Gastronomic adventure on the horizon! Destination: Texas, United States of America to taste what is most American, the barbecue, here in the southern style. Follow our recipe for Southern Style Smoked Pork Ribs and travel with your taste buds.
Today your taste buds land in Texas, USA! Texas is an American state located in the centre-south and is the second largest state in the country which was first settled in the 19th century by the Spanish and then by the Mexicans.

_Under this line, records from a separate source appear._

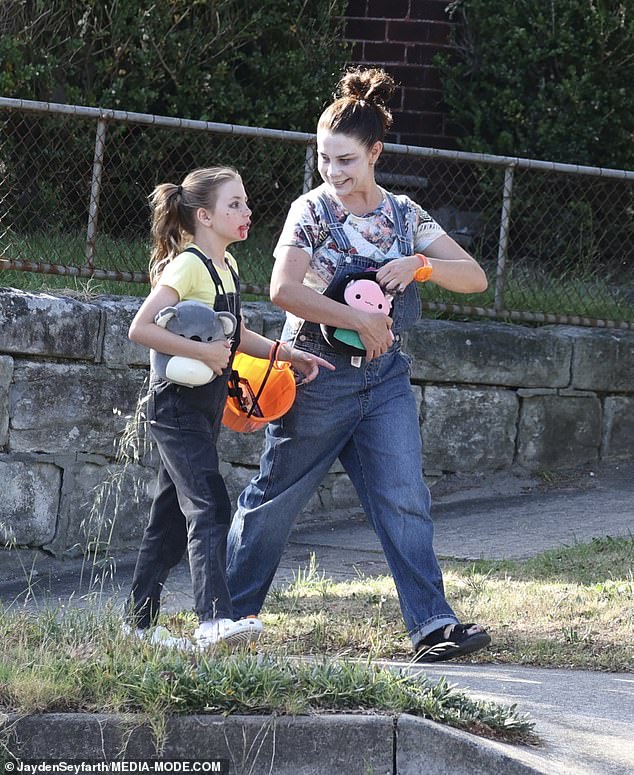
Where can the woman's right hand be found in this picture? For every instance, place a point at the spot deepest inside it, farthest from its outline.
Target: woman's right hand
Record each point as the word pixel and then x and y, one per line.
pixel 375 331
pixel 216 355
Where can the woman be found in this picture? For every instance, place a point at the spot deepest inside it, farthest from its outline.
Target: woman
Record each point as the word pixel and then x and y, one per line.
pixel 364 412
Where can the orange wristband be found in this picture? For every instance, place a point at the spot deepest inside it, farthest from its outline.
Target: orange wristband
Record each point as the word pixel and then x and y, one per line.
pixel 423 273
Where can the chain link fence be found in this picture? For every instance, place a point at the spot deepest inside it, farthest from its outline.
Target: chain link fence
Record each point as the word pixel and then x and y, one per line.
pixel 556 240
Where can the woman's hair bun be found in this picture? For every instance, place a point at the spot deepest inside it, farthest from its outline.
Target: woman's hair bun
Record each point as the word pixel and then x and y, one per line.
pixel 371 85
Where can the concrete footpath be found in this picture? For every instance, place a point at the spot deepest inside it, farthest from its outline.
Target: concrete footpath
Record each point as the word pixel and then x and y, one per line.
pixel 585 720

Barbecue has its birthplace in the United States of America and one of the most popular barbecues is the Texas barbecue. Texas barbecue is a barbecue method unique to Texas cuisine, where the most commonly used smoked meats are brisket, pork ribs and sausage. These traditions of smoking meat were brought over by Europeans (German and Czech settlers) in the mid-19th century.

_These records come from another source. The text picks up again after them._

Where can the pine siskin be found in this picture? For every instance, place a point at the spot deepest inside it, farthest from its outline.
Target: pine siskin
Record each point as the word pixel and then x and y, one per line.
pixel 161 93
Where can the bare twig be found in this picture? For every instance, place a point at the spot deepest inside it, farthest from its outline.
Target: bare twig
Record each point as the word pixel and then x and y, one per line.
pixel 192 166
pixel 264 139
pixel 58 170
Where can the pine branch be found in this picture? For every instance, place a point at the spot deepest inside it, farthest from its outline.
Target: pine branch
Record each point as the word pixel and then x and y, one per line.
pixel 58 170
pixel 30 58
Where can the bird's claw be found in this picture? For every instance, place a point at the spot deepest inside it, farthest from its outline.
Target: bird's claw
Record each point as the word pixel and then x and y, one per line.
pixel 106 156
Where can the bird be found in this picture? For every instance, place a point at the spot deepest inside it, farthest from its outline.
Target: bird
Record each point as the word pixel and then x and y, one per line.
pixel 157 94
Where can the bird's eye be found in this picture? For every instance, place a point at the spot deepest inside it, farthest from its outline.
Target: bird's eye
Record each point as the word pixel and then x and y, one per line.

This method of barbecue, in which meat is heated by roasting or smoking over wood or charcoal, involves cooking using smoke at low temperatures and long cooking times.
Are you a fan of barbecue? Then try the Southern Style Smoked Pork Ribs: the south likes its ribs sweet, with brown sugar, molasses, sorghum or honey and this is the perfect mix to satisfy any sweet tooth. These ribs are a southern favorite!
Southern Style Smoked Pork Ribs
Difficulty: Easy
Preparation Time: 15 minutes
Cooking Time: 4 hours
Servings: 4
Main Ingredient: Pork
Ingredients for the ribs:
- 2 pork ribs, membrane removed
- Plain yellow mustard
- Your favorite BBQ rub
- Apple wood chips
- Smoke Box
- 1 stick butter
- ½ cup light brown sugar
- 2 teaspoons minced dried onion
- Tiger Sauce
- Your favorite BBQ sauce
Method of preparation:
- Preheat the grill to low by turning on the two right burners and leaving the two left burners off. Use an oven thermometer to determine when the grill reaches between 220-250 degrees.
- Rub the ribs with plain yellow mustard. It will act as glue for the rub but won’t add any additional taste to the ribs. Liberally apply the rub on both sides of each rack.
- Add the smoking box with the apple wood chips (inside) to the far right lit burner and put the ribs, bone side down, on the two left unlit burners. Close the lid and smoke for two hours.
- After two hours, bring the ribs indoors and tear off four large sheets of heavy duty aluminum foil. Put each rack, bone side down, on two pieces of foil. Smear each rack with ½ stick of butter, sprinkle with the light brown sugar and minced dried onion. Apply three lines of Tiger sauce to each rack.
- Tightly close the packets and return them to the unlit side of the grill for one hour.
- Bring the rib packets inside and test for doneness by inserting a toothpick into the meat. If it easily slides through the ribs they are done. If not, seal the packets again and return them to the unlit side of the grill, testing every 10-15 minutes for doneness.
- Remove the racks from the foil and brush a light glaze of BBQ sauce on top of each one. Return to the unlit side of the grill, close the lid and let the sauce set.
- Move the ribs to a cutting board and let them sit for 10 minutes before slicing.
Tips:
- If you don't have a smoking box use heavy duty aluminium foil to create a kind of box and add the wood chips inside.
- If you can't find BBQ rub there are lots of easy ways and homemade recipes that you can make.